1.1.2. Un sujet en dialogue avec les autres, confrontant ses convictions, partageant ses idées, contribuant ainsi à l’énoncé de nouvelles propositions, de nouveaux projets, participant à la mise en place d’une chose commune  pour reprendre l’expression du philosophe Etienne Balibar dont nous évoquions les idées l’année passée (Café théologique du 19 novembre 2011 : « Qu’y a-t-il entre toi et moi ? »).

 

> Etienne Balibar refuse d’entrer dans des dilemmes selon lui tout à fait artificiels : sujet ou structure, réformisme ou révolution, particularisme ou universalisme, droits formels ou droits réels, liberté ou égalité, ou encore élections politiques ou manifestations de rue (les anarchistes, les « indignés » !)…

Pour lui, aucun de ces termes, ne va sans l’autre. Serait-ce son contraire. Tous s’agglomèrent pour composer une sorte de cause commune, tous coopèrent -de façon dialectique- en vue de synthèses dynamiques et créatrices !

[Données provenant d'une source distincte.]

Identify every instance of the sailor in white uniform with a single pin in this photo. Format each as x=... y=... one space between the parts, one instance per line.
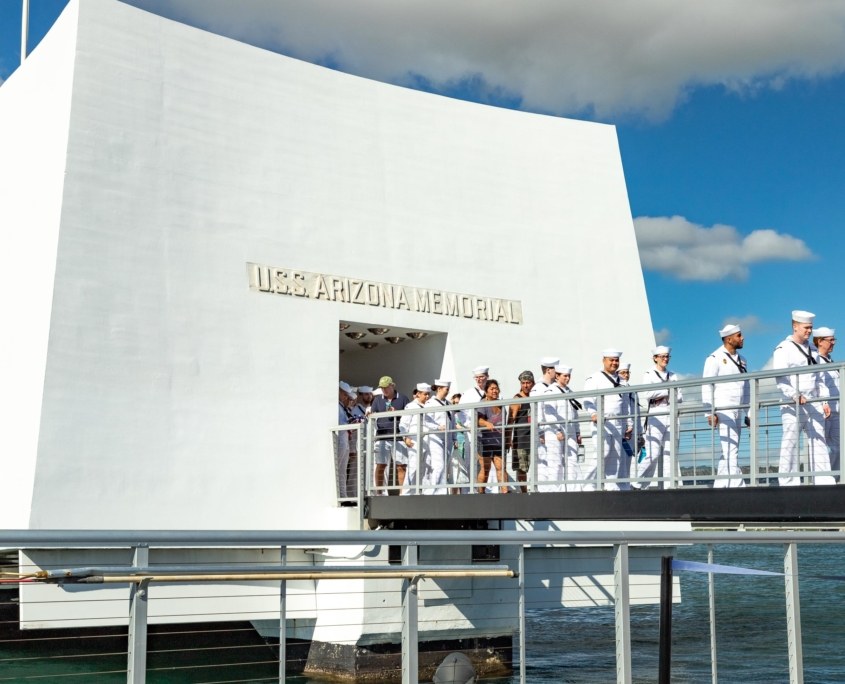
x=825 y=339
x=561 y=435
x=467 y=418
x=439 y=427
x=801 y=410
x=658 y=459
x=726 y=403
x=342 y=438
x=636 y=438
x=618 y=423
x=547 y=378
x=409 y=426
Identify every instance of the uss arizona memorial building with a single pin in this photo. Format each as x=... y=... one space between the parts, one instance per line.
x=188 y=223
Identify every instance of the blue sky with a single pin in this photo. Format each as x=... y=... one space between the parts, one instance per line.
x=729 y=116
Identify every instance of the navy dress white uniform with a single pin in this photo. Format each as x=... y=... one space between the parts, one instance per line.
x=547 y=375
x=412 y=427
x=440 y=432
x=618 y=422
x=825 y=339
x=658 y=459
x=728 y=402
x=801 y=410
x=342 y=438
x=560 y=434
x=467 y=418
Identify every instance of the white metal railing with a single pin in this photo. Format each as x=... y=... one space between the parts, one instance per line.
x=686 y=449
x=522 y=577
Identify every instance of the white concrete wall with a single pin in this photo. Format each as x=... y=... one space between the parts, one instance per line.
x=34 y=109
x=175 y=396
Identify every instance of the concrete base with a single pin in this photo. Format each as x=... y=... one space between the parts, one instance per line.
x=381 y=663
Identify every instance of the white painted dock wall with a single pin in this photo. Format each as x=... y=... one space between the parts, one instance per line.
x=176 y=397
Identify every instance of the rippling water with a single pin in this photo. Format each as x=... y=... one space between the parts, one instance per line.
x=577 y=645
x=566 y=645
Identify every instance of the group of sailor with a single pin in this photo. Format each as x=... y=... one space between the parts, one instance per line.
x=431 y=452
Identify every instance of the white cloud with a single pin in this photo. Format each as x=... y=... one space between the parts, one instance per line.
x=557 y=56
x=688 y=251
x=749 y=324
x=662 y=336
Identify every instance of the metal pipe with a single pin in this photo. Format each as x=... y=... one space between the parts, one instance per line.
x=24 y=29
x=665 y=653
x=68 y=539
x=278 y=576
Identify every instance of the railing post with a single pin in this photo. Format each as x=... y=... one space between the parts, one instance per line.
x=622 y=613
x=472 y=461
x=675 y=479
x=600 y=442
x=711 y=595
x=136 y=663
x=533 y=446
x=283 y=646
x=754 y=466
x=793 y=614
x=521 y=614
x=410 y=609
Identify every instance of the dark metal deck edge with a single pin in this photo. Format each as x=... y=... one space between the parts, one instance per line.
x=758 y=504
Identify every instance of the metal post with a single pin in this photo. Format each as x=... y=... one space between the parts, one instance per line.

Les différences humaines, différences d’ethnies, de genre ou de « normalité » psychologique, loin de donner raison aux discours tenus habituellement sur l’altérité -tout le monde est différent, point barre-, construisent au contraire les fondations même de l’universel.

Non pas un universel figé et dominateur, qui nous ramènerait peu ou prou sous la tyrannie du structuralisme ou de quelque chose de comparable, mais, selon une de ses expressions: une chose commune, une cause commune, produite à chaque instant, par tous et par chacun, dans une perpétuelle reconfiguration :

(en fin de compte) un universel enchevêtré de différences.

 

1.1.3. Un sujet apaisé, en dialogue et cependant toujours marqué par l’individualisme, le quant à soi, l’expertise personnelle (chacun a un avis sur tous les sujets), l’assurance que mon opinion est fondée et juste (la preuve c’est que j’ai raison), en tous les cas qu’elle vaut bien toutes les autres…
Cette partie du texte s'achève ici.